The risk was not a broken interface, but a product that became increasingly expensive to change.
My role
I worked as a Senior UI / Product Designer within a cross-functional product team. My responsibility was to define the structure and principles of the design system, make interface decisions explicit and reusable, and align design and development around shared patterns. A key part of the work was translating UX research insights into system-level decisions that could support the product over time rather than solving isolated problems.
Key decisions
The system was designed as a long-term product asset rather than a UI library, prioritizing stability and governance over visual completeness.
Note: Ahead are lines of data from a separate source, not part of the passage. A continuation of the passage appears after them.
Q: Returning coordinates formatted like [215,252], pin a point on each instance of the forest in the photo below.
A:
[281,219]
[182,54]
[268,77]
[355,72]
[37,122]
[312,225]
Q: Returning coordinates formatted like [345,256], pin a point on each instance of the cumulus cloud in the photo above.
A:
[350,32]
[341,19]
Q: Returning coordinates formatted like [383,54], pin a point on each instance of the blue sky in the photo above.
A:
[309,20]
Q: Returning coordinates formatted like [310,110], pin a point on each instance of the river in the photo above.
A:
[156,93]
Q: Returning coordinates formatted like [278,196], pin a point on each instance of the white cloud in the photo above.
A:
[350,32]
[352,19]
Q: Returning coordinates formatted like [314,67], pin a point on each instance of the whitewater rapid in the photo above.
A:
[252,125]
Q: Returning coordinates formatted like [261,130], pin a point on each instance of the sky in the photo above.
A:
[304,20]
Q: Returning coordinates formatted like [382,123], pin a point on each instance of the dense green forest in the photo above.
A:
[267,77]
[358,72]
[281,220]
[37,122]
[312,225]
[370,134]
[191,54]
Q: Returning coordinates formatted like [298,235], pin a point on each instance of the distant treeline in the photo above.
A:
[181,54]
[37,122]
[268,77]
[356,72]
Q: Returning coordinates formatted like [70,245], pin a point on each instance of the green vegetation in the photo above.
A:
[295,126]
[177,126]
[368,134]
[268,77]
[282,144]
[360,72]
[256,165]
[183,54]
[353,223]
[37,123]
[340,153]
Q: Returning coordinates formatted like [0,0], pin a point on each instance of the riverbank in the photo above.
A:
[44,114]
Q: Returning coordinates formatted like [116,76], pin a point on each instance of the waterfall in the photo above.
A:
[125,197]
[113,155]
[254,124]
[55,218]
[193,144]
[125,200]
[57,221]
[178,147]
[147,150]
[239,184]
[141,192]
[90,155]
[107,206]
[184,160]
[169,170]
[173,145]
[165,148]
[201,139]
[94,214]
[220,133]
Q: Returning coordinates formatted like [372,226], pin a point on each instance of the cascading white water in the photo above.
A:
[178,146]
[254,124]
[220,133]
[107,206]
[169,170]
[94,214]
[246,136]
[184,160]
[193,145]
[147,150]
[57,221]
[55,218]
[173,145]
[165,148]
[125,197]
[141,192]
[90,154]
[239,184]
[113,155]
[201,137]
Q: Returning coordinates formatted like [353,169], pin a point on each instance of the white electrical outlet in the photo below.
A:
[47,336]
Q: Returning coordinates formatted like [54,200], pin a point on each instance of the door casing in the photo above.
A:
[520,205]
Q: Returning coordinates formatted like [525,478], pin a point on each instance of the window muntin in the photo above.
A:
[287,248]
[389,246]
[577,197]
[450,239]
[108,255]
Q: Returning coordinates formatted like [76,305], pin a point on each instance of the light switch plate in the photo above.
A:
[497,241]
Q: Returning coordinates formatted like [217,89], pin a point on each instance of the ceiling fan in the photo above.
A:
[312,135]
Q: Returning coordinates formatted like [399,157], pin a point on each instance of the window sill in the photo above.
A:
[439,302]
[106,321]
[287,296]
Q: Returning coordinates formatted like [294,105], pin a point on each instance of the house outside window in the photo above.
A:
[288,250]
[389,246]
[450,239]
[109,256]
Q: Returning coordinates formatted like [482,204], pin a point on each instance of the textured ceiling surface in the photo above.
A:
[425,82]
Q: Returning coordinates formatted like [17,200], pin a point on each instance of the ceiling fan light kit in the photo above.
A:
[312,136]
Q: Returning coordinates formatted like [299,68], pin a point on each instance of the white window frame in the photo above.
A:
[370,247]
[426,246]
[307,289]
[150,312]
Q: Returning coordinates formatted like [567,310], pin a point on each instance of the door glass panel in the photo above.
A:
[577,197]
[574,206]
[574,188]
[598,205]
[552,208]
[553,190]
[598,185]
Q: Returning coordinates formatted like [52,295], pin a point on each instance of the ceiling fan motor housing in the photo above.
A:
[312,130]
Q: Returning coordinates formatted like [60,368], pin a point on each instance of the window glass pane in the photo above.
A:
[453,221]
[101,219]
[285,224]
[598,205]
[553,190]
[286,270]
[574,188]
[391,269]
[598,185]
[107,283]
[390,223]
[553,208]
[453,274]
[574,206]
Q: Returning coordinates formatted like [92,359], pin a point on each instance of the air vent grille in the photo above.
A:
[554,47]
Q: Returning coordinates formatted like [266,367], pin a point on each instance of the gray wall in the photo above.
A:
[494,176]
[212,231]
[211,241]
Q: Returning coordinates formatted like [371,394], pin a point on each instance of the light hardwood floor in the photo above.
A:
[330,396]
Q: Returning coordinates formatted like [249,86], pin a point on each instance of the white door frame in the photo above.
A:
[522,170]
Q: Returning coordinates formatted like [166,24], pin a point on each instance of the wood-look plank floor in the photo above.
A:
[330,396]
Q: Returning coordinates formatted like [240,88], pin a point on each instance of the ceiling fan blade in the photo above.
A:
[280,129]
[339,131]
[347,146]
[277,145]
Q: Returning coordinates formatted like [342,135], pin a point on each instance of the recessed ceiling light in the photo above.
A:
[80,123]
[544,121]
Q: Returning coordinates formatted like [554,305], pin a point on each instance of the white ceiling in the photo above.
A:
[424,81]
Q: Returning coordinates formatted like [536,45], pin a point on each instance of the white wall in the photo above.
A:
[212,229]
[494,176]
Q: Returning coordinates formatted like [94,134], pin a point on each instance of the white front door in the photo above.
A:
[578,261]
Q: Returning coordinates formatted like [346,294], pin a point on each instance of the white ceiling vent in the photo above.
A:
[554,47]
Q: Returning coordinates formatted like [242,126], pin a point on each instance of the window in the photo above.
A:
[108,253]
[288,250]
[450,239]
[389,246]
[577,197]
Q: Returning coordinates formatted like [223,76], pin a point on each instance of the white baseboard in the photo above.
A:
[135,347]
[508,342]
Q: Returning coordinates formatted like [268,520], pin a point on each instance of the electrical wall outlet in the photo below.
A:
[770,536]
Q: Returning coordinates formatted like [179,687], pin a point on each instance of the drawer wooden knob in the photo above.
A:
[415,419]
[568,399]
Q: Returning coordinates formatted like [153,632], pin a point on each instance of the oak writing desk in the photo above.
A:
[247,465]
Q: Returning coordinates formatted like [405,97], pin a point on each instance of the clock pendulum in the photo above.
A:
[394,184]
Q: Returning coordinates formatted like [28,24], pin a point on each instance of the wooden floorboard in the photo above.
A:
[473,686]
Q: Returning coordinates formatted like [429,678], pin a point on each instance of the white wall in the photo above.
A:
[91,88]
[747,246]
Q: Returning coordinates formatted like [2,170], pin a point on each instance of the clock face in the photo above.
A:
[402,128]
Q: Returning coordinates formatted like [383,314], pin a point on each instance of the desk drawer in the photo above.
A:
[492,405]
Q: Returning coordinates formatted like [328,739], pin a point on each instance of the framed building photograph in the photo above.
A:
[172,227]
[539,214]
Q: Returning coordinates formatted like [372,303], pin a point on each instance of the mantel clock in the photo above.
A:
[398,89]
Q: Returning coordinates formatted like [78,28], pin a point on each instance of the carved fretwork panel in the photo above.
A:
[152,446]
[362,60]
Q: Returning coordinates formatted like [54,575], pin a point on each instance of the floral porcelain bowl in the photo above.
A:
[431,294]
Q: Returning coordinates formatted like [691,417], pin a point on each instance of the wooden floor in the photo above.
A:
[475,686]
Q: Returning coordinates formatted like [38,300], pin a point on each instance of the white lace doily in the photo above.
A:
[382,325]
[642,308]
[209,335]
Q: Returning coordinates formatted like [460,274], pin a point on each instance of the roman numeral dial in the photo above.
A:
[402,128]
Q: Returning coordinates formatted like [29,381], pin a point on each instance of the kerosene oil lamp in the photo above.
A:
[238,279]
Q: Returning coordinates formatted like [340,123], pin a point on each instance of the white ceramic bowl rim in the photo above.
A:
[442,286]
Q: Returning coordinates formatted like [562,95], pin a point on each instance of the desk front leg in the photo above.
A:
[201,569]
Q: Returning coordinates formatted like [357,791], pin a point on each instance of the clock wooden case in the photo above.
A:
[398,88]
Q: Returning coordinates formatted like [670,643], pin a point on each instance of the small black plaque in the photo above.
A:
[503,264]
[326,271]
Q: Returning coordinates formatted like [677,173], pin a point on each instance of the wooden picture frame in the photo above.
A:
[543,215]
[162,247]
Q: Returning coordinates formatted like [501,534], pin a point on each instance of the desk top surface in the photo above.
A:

A clear separation between semantic meaning and visual values allowed the interface to evolve without breaking product logic. Components were defined around behavior instead of screens to reduce duplication and edge-case driven design. Documentation focused on alignment and shared understanding rather than exhaustive coverage.
These decisions increased upfront effort but significantly reduced long-term friction.
What changed
UI decisions became faster and more consistent, collaboration between design and development improved, and feature delivery relied less on ad-hoc solutions. The product gained a shared interface language that made complexity manageable rather than expensive.